I can dream up some great business ideas – but for most of them, I'm not the guy to run them. Know your limitations in terms of funding, experience, ability to attract talent, geography, etc… For example, some of my ideas require a tremendous amount of capital – while I have raised money in the past – I probably can't raise $1B for some mega buyout. The other part of the "Can" question is around the technical and/or social feasibility. A couple of our ideas are fantastic but only after they have 15 million active daily users. While building huge social network ideas are possible, we feel that success in those businesses is largely due to luck or extreme skill in social networking – two things we most likely don't have. Other ideas may be wonderful but are on the cutting edge of science and/or require very specialized talent. I'm not patient enough to build a business that requires a ton of research. Still other ideas while not particularly technical or require getting the whole world to visit our web site, require large organizations to change their behavior in fundamental ways – like asking retailers to change the checkout process at the point of sale. Ideas like that the "Can" question refers to the likelihood of convincing someone to change – possible but the value proposition has to be huge. The "Can" question really is about looking inside yourself and knowing what you are good at and what you are willing to tackle.
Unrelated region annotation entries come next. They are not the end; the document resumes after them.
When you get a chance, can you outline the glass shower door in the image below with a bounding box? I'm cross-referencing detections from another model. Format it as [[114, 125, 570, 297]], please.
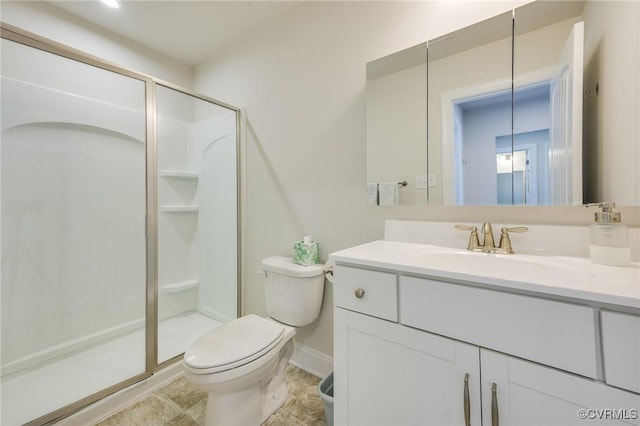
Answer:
[[0, 39, 147, 424], [156, 85, 238, 363]]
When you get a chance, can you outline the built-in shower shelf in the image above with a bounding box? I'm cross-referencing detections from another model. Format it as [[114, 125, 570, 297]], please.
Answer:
[[160, 205, 200, 213], [160, 170, 200, 180], [160, 280, 200, 293]]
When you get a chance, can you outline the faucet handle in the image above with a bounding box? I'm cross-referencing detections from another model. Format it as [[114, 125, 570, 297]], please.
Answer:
[[454, 225, 480, 250], [499, 226, 529, 254]]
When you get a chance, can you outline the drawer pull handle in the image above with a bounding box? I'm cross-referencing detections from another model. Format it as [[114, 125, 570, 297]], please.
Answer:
[[491, 383, 500, 426], [464, 373, 471, 426]]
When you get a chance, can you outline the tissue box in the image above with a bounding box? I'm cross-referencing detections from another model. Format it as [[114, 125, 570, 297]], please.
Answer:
[[293, 241, 320, 266]]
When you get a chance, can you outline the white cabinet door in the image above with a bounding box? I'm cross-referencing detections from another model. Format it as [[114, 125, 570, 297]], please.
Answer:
[[334, 308, 481, 426], [480, 349, 640, 426]]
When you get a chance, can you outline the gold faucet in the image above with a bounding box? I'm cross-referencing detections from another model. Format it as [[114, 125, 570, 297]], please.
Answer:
[[455, 222, 529, 254]]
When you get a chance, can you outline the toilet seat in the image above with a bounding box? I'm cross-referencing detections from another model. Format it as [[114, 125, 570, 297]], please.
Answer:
[[184, 314, 285, 374]]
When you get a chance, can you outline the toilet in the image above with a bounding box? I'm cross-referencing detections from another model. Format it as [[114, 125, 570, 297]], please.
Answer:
[[183, 256, 324, 426]]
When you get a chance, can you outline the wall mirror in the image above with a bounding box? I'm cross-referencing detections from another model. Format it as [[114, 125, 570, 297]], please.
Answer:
[[367, 1, 640, 205]]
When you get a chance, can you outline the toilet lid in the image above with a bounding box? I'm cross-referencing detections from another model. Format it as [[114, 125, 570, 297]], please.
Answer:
[[184, 314, 284, 373]]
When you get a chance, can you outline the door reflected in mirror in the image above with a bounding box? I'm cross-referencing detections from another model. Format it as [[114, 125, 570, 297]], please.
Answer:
[[367, 0, 640, 205]]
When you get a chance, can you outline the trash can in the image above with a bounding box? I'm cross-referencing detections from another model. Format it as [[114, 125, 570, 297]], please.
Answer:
[[318, 371, 333, 426]]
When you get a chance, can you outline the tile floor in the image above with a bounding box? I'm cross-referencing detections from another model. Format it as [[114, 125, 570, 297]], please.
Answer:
[[95, 365, 325, 426]]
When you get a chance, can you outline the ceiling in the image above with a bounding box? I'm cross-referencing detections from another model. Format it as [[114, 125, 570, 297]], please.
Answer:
[[48, 0, 300, 66]]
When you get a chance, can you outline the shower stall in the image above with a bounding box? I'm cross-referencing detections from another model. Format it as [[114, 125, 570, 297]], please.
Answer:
[[0, 24, 239, 425]]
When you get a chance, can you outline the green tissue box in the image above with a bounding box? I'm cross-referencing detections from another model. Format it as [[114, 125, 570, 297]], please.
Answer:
[[293, 241, 320, 266]]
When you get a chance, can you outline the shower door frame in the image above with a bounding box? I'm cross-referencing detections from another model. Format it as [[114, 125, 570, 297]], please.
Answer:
[[0, 21, 243, 426]]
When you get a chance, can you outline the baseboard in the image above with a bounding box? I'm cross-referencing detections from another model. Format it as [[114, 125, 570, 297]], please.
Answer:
[[56, 360, 183, 426], [289, 340, 333, 378]]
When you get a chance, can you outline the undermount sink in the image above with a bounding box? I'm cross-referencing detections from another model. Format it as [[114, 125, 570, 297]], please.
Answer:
[[412, 246, 591, 281]]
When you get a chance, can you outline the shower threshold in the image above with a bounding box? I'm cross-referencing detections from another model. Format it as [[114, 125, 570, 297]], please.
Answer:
[[0, 312, 222, 425]]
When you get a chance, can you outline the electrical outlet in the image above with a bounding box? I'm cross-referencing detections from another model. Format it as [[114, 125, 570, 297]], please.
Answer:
[[416, 176, 429, 189]]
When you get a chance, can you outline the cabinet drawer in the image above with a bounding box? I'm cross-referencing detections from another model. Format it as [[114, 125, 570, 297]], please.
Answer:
[[399, 277, 597, 378], [333, 265, 398, 321], [602, 311, 640, 392]]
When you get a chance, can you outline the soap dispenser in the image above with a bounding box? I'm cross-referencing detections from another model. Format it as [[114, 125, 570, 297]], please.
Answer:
[[587, 203, 631, 266]]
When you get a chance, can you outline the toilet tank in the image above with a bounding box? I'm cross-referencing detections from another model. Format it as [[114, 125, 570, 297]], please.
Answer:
[[262, 256, 324, 327]]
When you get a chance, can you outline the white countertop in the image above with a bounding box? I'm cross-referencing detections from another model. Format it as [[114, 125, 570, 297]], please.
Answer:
[[329, 240, 640, 309]]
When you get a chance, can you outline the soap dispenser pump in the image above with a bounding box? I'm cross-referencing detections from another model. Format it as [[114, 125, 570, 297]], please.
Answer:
[[587, 203, 631, 266]]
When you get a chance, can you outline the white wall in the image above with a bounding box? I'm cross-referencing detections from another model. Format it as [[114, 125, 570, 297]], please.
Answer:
[[583, 1, 640, 205], [194, 2, 536, 355], [0, 0, 193, 88]]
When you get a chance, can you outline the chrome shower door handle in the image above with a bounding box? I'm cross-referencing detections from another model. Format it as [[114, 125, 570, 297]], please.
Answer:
[[491, 383, 500, 426], [464, 373, 471, 426]]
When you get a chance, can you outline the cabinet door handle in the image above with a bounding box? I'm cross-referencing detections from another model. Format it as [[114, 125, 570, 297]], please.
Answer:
[[491, 383, 500, 426], [464, 373, 471, 426]]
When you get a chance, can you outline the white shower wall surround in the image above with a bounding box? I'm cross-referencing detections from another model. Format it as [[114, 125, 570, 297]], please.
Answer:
[[0, 27, 239, 424]]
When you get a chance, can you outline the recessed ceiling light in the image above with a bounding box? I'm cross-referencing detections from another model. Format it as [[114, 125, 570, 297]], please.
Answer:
[[100, 0, 120, 9]]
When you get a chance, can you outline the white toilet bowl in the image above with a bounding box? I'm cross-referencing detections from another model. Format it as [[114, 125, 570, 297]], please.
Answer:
[[183, 256, 324, 426], [183, 315, 296, 426]]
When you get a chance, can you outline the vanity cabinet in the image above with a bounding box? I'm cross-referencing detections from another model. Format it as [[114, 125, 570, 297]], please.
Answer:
[[334, 263, 640, 425]]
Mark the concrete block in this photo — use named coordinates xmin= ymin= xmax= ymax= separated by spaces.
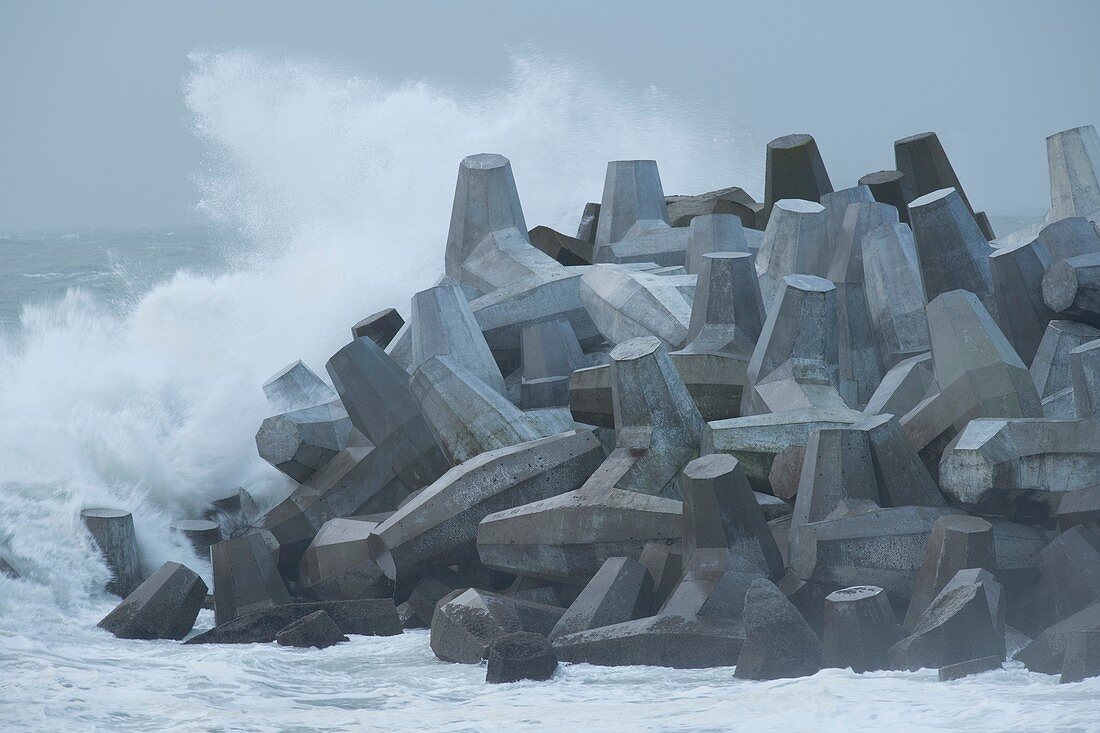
xmin=80 ymin=508 xmax=142 ymax=598
xmin=98 ymin=562 xmax=207 ymax=641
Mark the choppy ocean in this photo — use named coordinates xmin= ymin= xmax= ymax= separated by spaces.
xmin=0 ymin=48 xmax=1086 ymax=733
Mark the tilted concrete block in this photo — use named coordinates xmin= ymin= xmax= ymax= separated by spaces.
xmin=407 ymin=280 xmax=504 ymax=393
xmin=550 ymin=557 xmax=653 ymax=639
xmin=595 ymin=161 xmax=669 ymax=246
xmin=857 ymin=171 xmax=916 ymax=223
xmin=823 ymin=586 xmax=900 ymax=675
xmin=298 ymin=514 xmax=393 ymax=601
xmin=904 ymin=515 xmax=997 ymax=628
xmin=263 ymin=361 xmax=337 ymax=413
xmin=1046 ymin=124 xmax=1100 ymax=221
xmin=1029 ymin=320 xmax=1100 ymax=398
xmin=909 ymin=188 xmax=997 ymax=314
xmin=761 ymin=134 xmax=833 ymax=222
xmin=256 ymin=400 xmax=353 ymax=483
xmin=1043 ymin=252 xmax=1100 ymax=327
xmin=352 ymin=308 xmax=405 ymax=345
xmin=756 ymin=198 xmax=829 ymax=311
xmin=681 ymin=453 xmax=784 ymax=578
xmin=580 ymin=265 xmax=691 ymax=349
xmin=367 ymin=430 xmax=604 ymax=580
xmin=98 ymin=562 xmax=207 ymax=641
xmin=734 ymin=578 xmax=825 ymax=679
xmin=939 ymin=419 xmax=1100 ymax=521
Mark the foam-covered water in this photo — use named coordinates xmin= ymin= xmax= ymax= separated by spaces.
xmin=0 ymin=53 xmax=1086 ymax=731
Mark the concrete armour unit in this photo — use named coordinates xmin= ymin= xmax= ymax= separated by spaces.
xmin=326 ymin=339 xmax=448 ymax=491
xmin=519 ymin=318 xmax=589 ymax=409
xmin=210 ymin=529 xmax=290 ymax=625
xmin=909 ymin=188 xmax=997 ymax=314
xmin=1029 ymin=320 xmax=1100 ymax=400
xmin=763 ymin=134 xmax=833 ymax=221
xmin=823 ymin=586 xmax=900 ymax=675
xmin=168 ymin=519 xmax=221 ymax=558
xmin=862 ymin=223 xmax=928 ymax=368
xmin=470 ymin=267 xmax=604 ymax=365
xmin=99 ymin=562 xmax=207 ymax=641
xmin=550 ymin=557 xmax=653 ymax=639
xmin=1046 ymin=124 xmax=1100 ymax=221
xmin=485 ymin=632 xmax=558 ymax=683
xmin=553 ymin=614 xmax=745 ymax=669
xmin=1058 ymin=631 xmax=1100 ymax=685
xmin=1043 ymin=253 xmax=1100 ymax=328
xmin=1038 ymin=526 xmax=1100 ymax=621
xmin=734 ymin=578 xmax=825 ymax=679
xmin=857 ymin=171 xmax=916 ymax=223
xmin=685 ymin=214 xmax=749 ymax=275
xmin=890 ymin=573 xmax=1004 ymax=670
xmin=256 ymin=400 xmax=352 ymax=483
xmin=298 ymin=514 xmax=393 ymax=601
xmin=741 ymin=275 xmax=845 ymax=415
xmin=1069 ymin=340 xmax=1100 ymax=417
xmin=756 ymin=198 xmax=828 ymax=311
xmin=263 ymin=361 xmax=337 ymax=413
xmin=904 ymin=515 xmax=997 ymax=628
xmin=580 ymin=265 xmax=691 ymax=349
xmin=683 ymin=252 xmax=767 ymax=358
xmin=611 ymin=337 xmax=704 ymax=496
xmin=680 ymin=453 xmax=784 ymax=578
xmin=351 ymin=308 xmax=405 ymax=349
xmin=80 ymin=508 xmax=141 ymax=598
xmin=367 ymin=430 xmax=604 ymax=580
xmin=939 ymin=418 xmax=1100 ymax=512
xmin=989 ymin=234 xmax=1054 ymax=363
xmin=595 ymin=161 xmax=669 ymax=253
xmin=407 ymin=284 xmax=504 ymax=394
xmin=410 ymin=357 xmax=560 ymax=464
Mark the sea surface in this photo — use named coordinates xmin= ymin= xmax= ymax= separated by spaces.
xmin=0 ymin=52 xmax=1086 ymax=733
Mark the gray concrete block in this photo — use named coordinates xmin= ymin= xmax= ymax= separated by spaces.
xmin=367 ymin=430 xmax=604 ymax=580
xmin=734 ymin=578 xmax=825 ymax=679
xmin=823 ymin=586 xmax=901 ymax=674
xmin=98 ymin=562 xmax=207 ymax=641
xmin=80 ymin=508 xmax=141 ymax=598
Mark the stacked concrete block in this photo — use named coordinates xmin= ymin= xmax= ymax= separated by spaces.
xmin=756 ymin=198 xmax=829 ymax=311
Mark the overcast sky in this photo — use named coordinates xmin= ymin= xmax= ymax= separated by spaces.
xmin=0 ymin=0 xmax=1100 ymax=230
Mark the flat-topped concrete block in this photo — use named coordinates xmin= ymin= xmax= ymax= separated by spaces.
xmin=351 ymin=308 xmax=405 ymax=349
xmin=909 ymin=188 xmax=997 ymax=314
xmin=1046 ymin=124 xmax=1100 ymax=221
xmin=256 ymin=400 xmax=353 ymax=483
xmin=80 ymin=508 xmax=141 ymax=598
xmin=263 ymin=361 xmax=337 ymax=413
xmin=763 ymin=134 xmax=833 ymax=221
xmin=756 ymin=198 xmax=829 ymax=311
xmin=595 ymin=161 xmax=669 ymax=250
xmin=98 ymin=562 xmax=207 ymax=641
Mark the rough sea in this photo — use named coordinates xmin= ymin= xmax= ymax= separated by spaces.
xmin=0 ymin=53 xmax=1100 ymax=733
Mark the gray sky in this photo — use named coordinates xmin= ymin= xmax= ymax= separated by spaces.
xmin=0 ymin=0 xmax=1100 ymax=230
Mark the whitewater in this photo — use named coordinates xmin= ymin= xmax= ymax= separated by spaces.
xmin=0 ymin=52 xmax=1100 ymax=733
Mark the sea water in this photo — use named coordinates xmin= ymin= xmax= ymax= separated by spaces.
xmin=0 ymin=53 xmax=1086 ymax=733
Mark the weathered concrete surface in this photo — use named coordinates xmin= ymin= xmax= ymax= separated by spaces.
xmin=263 ymin=361 xmax=337 ymax=413
xmin=98 ymin=562 xmax=207 ymax=641
xmin=256 ymin=400 xmax=352 ymax=483
xmin=367 ymin=430 xmax=604 ymax=580
xmin=681 ymin=453 xmax=784 ymax=578
xmin=298 ymin=514 xmax=393 ymax=601
xmin=185 ymin=598 xmax=402 ymax=644
xmin=734 ymin=578 xmax=825 ymax=679
xmin=80 ymin=508 xmax=142 ymax=598
xmin=909 ymin=188 xmax=997 ymax=314
xmin=823 ymin=586 xmax=901 ymax=674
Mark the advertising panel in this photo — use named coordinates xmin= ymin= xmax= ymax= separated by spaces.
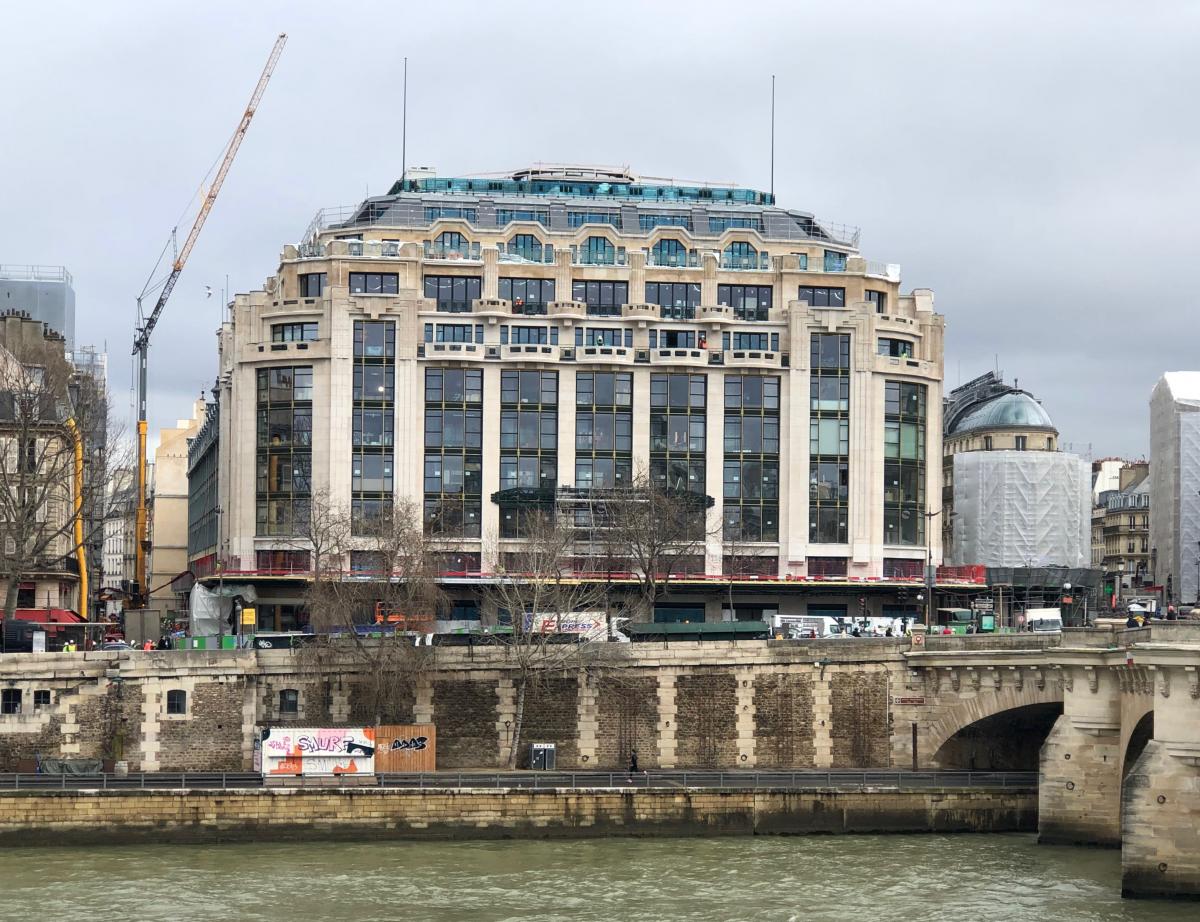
xmin=262 ymin=726 xmax=376 ymax=776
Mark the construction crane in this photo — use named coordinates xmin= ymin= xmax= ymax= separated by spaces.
xmin=132 ymin=32 xmax=288 ymax=607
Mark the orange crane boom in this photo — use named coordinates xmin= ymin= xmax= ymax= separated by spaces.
xmin=133 ymin=32 xmax=288 ymax=607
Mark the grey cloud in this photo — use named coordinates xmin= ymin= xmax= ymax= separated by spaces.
xmin=0 ymin=0 xmax=1200 ymax=455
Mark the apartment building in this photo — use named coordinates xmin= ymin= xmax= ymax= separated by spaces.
xmin=201 ymin=166 xmax=952 ymax=629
How do we plan to make money?
The fashion today seems that you really don't need to know this answer at the start, especially if you are a web company. I'm too old school to dismiss this as unnecessary at the founding of a company. If you have the idea that brings value to some group of people, you should have a solid sense of how you are going to make money. Now I'm not saying you need a specific rate card established, but you should be able to identify the points of value in your business. This will necessitate that you understand the fundamental economics of the business and broadly identify how much scale you will need to become profitable. I have to know the numbers before we say yes – fully understanding that early financial models are not accurate – they at least help us identify the key operational and economic metrics. "How you make money" also concerns personal economics. Business ideas that require a lot of capital always mean less equity for the founders. So if my goal is to make $X I need to factor in how big a business we need to build so that when we exit my Y% gets me what I want. Some smaller ideas may actually net us founders more money.
We tend to revisit our answers to these questions for every idea several times (and perhaps even after we commit). Some idea that we tossed to the sidelines a week ago may come back to center stage as we get more information. Anyone going through this process knows that coming up with ideas is the easy part – picking the right one takes a little more time.